Peter will look into extending SAM and BAM formats to support features.
2.3 Jemboss
Mahmut will look into a user query on string values from ACD in
Jemboss should be converted to numeric data. It is likely that the
current handling is correct.
2.4 Other
Peter is collecting fixes for a patch release.
3. New developments
3.1 EMBOSS configuration
Peter and Mahmut will attend a DAS workshop next month
and give a presentation on the DAS client implementation in EMBOSS.
3.2 Ensembl access
Michael reported that the ensembl registry code now has
datatypes for core, variation, etc. and needs adaptors defined for
each datatype.
Database adaptors use internal object caches, with stable identifiers
and several aliases for each database.
To select the correct organism it would help to have a set of patterns
for the organism-specific Ensembl identifiers. The aim is to allow
'ensembl:id' to automatically detect a suitable database to match the
ID.
3.4 EDAM
Jon will attend an EDAM/BioXSD workshop in Amsterdam with
Matus. New format terms have been added. The workshop will consider
adding regular expressions for values associated with data
identifier terms.
3.5 DRCAT
Peter has added 'Taxon' records for all entries giving the NCBI
taxid and name for the most general taxon covered by the data
resource. General resources are classified as '1 all'
Peter has renamed the 'tax-nam' field to 'tax-tax' to reuse the
field name most popular for SRS servers to describe the taxon
name. The index now covers the scientific name, genbank name and
common name.
4. Administration
Peter noted the brief report from the EMBL SAC review of EBI
services.
5. Documentation and Training
5.1 Books
Jon has sent in the corrections to the Developer's Guide, and
updated the XML source files for this and the Administrator's Guide.

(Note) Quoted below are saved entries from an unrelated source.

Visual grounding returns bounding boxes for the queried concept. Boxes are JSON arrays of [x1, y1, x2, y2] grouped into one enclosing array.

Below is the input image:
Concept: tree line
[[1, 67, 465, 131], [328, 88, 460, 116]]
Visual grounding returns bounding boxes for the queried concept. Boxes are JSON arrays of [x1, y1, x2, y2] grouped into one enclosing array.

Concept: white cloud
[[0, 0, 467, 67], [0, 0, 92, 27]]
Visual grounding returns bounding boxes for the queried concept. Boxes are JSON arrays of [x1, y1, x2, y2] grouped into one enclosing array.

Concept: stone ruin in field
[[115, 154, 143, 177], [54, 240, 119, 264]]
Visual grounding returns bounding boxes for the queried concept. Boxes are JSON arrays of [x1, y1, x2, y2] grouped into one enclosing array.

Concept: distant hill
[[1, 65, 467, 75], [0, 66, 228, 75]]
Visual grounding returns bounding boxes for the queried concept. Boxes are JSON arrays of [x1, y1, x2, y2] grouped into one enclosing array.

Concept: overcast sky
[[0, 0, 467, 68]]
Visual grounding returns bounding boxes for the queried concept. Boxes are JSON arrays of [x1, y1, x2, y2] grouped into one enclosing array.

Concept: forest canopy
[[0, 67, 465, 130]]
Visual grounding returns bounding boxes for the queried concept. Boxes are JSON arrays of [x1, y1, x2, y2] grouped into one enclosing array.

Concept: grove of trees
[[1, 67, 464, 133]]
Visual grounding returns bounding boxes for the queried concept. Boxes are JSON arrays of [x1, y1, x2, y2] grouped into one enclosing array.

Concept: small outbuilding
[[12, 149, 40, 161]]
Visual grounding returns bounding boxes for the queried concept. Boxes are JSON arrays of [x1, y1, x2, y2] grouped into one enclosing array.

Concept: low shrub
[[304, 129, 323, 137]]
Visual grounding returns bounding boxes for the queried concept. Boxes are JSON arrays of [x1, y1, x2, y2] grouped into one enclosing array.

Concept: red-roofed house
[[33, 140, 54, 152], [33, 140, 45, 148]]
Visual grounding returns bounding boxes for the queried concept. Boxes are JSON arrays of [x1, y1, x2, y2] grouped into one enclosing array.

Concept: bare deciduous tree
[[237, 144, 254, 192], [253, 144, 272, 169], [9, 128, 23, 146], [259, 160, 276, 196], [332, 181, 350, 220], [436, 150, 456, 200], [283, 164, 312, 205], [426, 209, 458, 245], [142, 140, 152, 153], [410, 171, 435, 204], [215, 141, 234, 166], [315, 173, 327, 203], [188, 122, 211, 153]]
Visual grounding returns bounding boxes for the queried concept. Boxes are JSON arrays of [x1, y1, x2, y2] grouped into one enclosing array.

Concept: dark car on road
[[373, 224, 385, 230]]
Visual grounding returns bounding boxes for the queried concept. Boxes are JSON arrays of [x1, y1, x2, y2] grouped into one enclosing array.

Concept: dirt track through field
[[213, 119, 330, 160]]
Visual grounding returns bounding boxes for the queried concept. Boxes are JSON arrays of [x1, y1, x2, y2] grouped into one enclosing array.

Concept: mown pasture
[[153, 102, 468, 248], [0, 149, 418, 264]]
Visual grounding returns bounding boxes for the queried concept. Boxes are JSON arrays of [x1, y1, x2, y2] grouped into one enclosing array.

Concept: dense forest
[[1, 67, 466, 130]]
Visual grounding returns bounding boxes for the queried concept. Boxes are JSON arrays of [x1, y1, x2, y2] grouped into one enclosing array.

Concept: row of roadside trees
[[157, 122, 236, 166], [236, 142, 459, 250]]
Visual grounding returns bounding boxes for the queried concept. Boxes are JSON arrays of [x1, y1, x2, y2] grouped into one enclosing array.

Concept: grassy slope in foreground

Peter will send the User's Guide corrections today.
5.1 Website
Peter noted recent spam posted to the EMBOSS wiki, and asked
for help in monitoring recent changes and removing any further spam.
6. User queries and answers
Jon noted a user query on mapping circular features
in cirdna where the labelling is hard to see. Peter will
investigate.
7. AOB
Peter reported on the recent DebianMed package developers
meeting in Germany.
Peter will go the the meeting of a new COST consortium on
next-generation sequence analysis in March.
8. Date Of Next Meeting
The next EMBOSS meeting will be on Monday 21st February. Peter will be away.